Astrocyte-derived hepcidin aggravates neuronal iron accumulation after subarachnoid hemorrhage by decreasing neuronal ferroportin1

Subarachnoid hemorrhage (SAH) is a potentially life-threatening neurosurgical emergency accounting for approximately 5 % of all types of strokes [1]. Although SAH is less common than ischemic stroke and intracerebral hemorrhage, it results in a similar social burden due to the younger average age of patients with SAH [2]. The mobility and mortality rates of SAH remain high despite the development of modern medical technology and treatment in recent decades [3]. Almost one-third of patients with SAH die and one-third of the survivors are disabled as a result. Moreover, many randomized clinical trials have failed to improve the prognosis of patients, making it urgent to establish the pathophysiological process that occurs after SAH [4]. It is well-known that blood is injected into the subarachnoid space through the ruptured intracranial aneurysms after SAH, which is responsible for all pathological events, including increased intracranial pressure, cerebral vasospasm, cerebrovascular microcirculation dysfunction, and brain injury [1,5,6]. Hence, the damaging effects of blood and its degradation products have gained increasing attention [7].

Iron is the one of the main elements of red blood cells, and represents an essential element for all living organisms due to its significant role in oxygen transport, electron transport, redox reactions, and nucleotide biosynthesis, among others [8]. However, iron is a double-edged sword.
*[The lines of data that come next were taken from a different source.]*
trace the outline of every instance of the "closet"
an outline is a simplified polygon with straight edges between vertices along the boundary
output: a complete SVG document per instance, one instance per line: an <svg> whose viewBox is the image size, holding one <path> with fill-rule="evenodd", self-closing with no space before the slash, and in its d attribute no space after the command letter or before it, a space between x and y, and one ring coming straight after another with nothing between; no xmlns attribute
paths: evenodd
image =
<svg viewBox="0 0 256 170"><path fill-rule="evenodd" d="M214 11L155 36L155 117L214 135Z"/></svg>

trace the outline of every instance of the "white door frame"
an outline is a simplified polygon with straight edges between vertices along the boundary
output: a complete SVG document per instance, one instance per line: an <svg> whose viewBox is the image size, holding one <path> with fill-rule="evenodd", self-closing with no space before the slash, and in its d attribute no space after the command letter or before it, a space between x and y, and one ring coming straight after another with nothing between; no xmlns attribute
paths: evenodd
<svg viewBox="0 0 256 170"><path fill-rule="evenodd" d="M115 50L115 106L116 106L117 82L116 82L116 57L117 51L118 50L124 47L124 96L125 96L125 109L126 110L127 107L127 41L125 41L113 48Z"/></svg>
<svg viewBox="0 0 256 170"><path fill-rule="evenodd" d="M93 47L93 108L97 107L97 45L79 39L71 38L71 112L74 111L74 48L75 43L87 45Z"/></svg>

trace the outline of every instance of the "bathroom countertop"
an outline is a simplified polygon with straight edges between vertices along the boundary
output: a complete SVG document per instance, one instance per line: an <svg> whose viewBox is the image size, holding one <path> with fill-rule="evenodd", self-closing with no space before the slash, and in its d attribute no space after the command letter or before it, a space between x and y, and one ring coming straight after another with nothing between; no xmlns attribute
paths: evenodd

Owing to the influx of blood into the subarachnoid space, a massive amount of hemoglobin carrying a large quantity of iron is left within the space [1]. Extracellular hemoglobin itself can induce neurotoxicity, mainly via oxidation and inflammation, and the breakdown products of hemoglobin, such as heme or iron, are also highly neurotoxic [7]. Moreover, after the ictus of SAH, extravascular blood does not stay localized, it can spread via cerebrospinal fluid (CSF) into other central nervous system (CNS) areas, which provides a potential iron reservoir for the brain [1,9,10]. Studies have shown that iron accumulation in the brain is one of the most important pathophysiological changes after SAH and the prognosis of SAH is highly related to the severity of iron accumulation [[11], [12], [13], [14]]. Thus, it is of great significance to clarify the exact mechanism underlying iron overload after SAH.

Ferroportin1 (FPN1) is the only known transmembrane protein responsible for exporting iron [15]. Several studies have discovered that a decreased level of FPN1 in the brain may lead to more severe iron accumulation in many diseases such as Alzheimer's disease, Parkinson's disease, and traumatic brain injury [[16], [17], [18], [19]]. FPN1 can be bound by its ligand hepcidin, resulting in endocytosis and proteolysis [15]. Hepcidin, a 25 amino acid peptide predominantly manufactured by hepatocytes, can also be produced by glia cells in the brain [20]. Some researchers have suggested that the altered level of hepcidin contributes to iron accumulation in different diseases [[21], [22], [23]]. However, how exactly hepcidin and FPN1 influence iron accumulation after SAH has not yet been elucidated.

As the essential effectors of transforming growth factor β (TGFβ) family members, Smad transcription factors have multiple functions in many aspects, including neurogenesis, angiogenesis, cancer development, and tissue fibrosis [[24], [25], [26], [27]]. Studies have shown that phosphorylated-Smad1/5 (p-Smad1/5) and Smad4 likely play a regulatory role in the transcription of hepcidin in hepatocytes [28,29]. However, few studies have investigated the role of Smad transcription factors after SAH, with the exception of their possible contribution to hydrocephalus [30].

In this study, we investigated the exact mechanism of iron accumulation after SAH. We demonstrate that astrocyte-derived hepcidin increased significantly after SAH owing to the nuclear translocation of transcription factors p-Smad1/5 and Smad4, which led to a decreased level of neuronal FPN1, aggravation of iron accumulation, and worse neurological outcome.